### Introduction

The key to getting the most performance from a matrix language is to vectorize your code as much as possible. Vectorized code performs operations on large sections of matrices and vectors in a single operation, rather than looping over the elements one-by-one.

For example, we could scale a vector by looping over each element:

```
// Create a random normal vector
// with 10 elements
x = rndn(10,1);
// NOT Vectorized
// Loop through each element
// in 'x' and multiply by 3
for i(1, rows(x), 1);
x[i] = x[i] * 3;
endfor;
```

or we could perform all of the multiplications in a single call:

```
// Vectorized
// Scale each element of 'x'
// with a single operation
x = x * 3;
```

Not only is the second version much shorter, but it is also approximately 10 times faster.

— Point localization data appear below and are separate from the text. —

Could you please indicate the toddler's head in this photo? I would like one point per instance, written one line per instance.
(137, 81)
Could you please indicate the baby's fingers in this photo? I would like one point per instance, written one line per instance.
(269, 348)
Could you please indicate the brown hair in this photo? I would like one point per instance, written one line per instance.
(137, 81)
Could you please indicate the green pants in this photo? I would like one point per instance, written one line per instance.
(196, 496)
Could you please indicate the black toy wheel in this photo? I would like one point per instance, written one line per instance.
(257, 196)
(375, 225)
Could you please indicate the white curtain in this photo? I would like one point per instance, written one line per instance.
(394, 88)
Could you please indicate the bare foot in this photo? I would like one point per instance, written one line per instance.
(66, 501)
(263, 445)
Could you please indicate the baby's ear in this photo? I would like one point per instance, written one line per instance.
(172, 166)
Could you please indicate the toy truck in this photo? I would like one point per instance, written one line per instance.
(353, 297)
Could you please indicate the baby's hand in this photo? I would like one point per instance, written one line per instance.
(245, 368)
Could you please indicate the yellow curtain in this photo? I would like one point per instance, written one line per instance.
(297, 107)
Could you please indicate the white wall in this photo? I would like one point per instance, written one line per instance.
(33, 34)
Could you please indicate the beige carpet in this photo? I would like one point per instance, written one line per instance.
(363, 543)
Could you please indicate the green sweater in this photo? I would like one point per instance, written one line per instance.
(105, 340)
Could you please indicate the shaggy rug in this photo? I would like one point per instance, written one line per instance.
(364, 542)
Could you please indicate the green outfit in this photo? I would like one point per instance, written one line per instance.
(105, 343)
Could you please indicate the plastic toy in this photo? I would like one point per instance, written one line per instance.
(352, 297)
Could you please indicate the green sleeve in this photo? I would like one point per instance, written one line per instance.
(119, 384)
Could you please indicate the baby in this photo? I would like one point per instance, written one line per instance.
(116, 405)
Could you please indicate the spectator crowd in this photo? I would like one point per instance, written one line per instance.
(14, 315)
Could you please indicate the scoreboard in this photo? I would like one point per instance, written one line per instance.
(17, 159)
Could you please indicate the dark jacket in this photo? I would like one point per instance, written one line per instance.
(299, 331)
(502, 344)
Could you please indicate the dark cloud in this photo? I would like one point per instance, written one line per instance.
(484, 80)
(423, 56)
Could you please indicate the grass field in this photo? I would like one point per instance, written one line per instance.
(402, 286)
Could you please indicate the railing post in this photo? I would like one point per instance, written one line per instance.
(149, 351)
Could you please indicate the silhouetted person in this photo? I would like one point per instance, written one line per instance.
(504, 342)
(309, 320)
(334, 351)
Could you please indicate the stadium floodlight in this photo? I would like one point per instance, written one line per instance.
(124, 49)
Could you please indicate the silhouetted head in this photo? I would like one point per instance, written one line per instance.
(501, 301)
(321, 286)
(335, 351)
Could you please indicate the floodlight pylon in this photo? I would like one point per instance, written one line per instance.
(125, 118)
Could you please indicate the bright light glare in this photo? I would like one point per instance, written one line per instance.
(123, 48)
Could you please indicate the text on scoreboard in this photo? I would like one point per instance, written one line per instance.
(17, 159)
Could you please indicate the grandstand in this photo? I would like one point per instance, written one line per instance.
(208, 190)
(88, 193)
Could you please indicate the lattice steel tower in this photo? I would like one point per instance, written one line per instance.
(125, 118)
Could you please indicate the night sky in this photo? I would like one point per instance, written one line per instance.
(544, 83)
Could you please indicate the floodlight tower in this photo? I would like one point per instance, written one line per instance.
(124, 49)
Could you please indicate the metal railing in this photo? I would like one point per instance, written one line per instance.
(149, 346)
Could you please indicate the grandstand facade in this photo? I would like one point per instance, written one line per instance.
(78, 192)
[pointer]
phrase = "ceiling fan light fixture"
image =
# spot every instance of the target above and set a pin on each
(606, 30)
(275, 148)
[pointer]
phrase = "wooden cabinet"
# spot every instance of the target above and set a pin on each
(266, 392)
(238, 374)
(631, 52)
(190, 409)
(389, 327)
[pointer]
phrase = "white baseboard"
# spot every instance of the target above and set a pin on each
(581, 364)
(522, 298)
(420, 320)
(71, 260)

## Challenges to vectorizing time series code

Our initial example cut the lines of code by one third and ran 10 times more quickly. Clearly, this technique is valuable, but not all cases are as simple. Let's start by looking at the standard AR(1) model:

$$y_t = C + \rho y_{t-1} + \epsilon_t$$

Let's start by writing a non-vectorized version of this equation:

```
// Number of observations to simulate
nobs = 5;
// Constant initial value
C = 1;
// AR parameter
rho = 0.3;
// Set random seed for repeatable random numbers
rndseed 5423;
// Pre-allocate vector for the output 'y'
y = C | zeros(nobs, 1);
// Create error term
epsilon = rndn(rows(y), 1);
// Simulate the AR(1) process
for t(2, nobs + 1, 1);
y[t] = y[t-1] * rho + epsilon[t];
endfor;
```

## Loop-carried dependencies

The problem which prevents us from vectorizing this code with the plus and multiplication operators (or parallelizing it) is that each iteration of the loop depends upon the result from the previous iteration. This is the definition of a loop-carried dependence.

## Vectorizing an AR process with recserar

Fortunately, GAUSS has a built-in function for exactly this type of problem, `recserar`

. In terms of an AR(1) model, `recserar`

has the following inputs:

- epsilon
- A Tx1 matrix, the error term.
- C
- A scalar, the initial value of the time series.
- rho
- A scalar, the AR parameter.

Using `recserar`

the code would look like this:

```
// Number of observations to simulate
nobs = 5;
// Constant initial value
C = 1;
// AR parameter
rho = 0.3;
// Set random seed for repeatable random numbers
rndseed 5423;
// Create error term
epsilon = rndn(nobs+1, 1);
// Simulate the AR(1) process
y_vec = recserar(epsilon, C, rho);
```

## Results

The speed-up that you see from this change is mainly a function of the length of the number of elements in the vector. In the testing for this post, the `recserar`

version ran up to around 20 times faster as shown in the graph above.

### Conclusion

In this post we saw how the GAUSS `recserar`

function can be used to vectorize code with loop-carried dependencies like the simulation of an AR(1) model, giving speed-ups of up to 20 times. This pattern comes up often in other time series models such as GARCH. However, it is not exclusive to time series, so keep it in mind whenever you find a loop that is difficult to vectorize.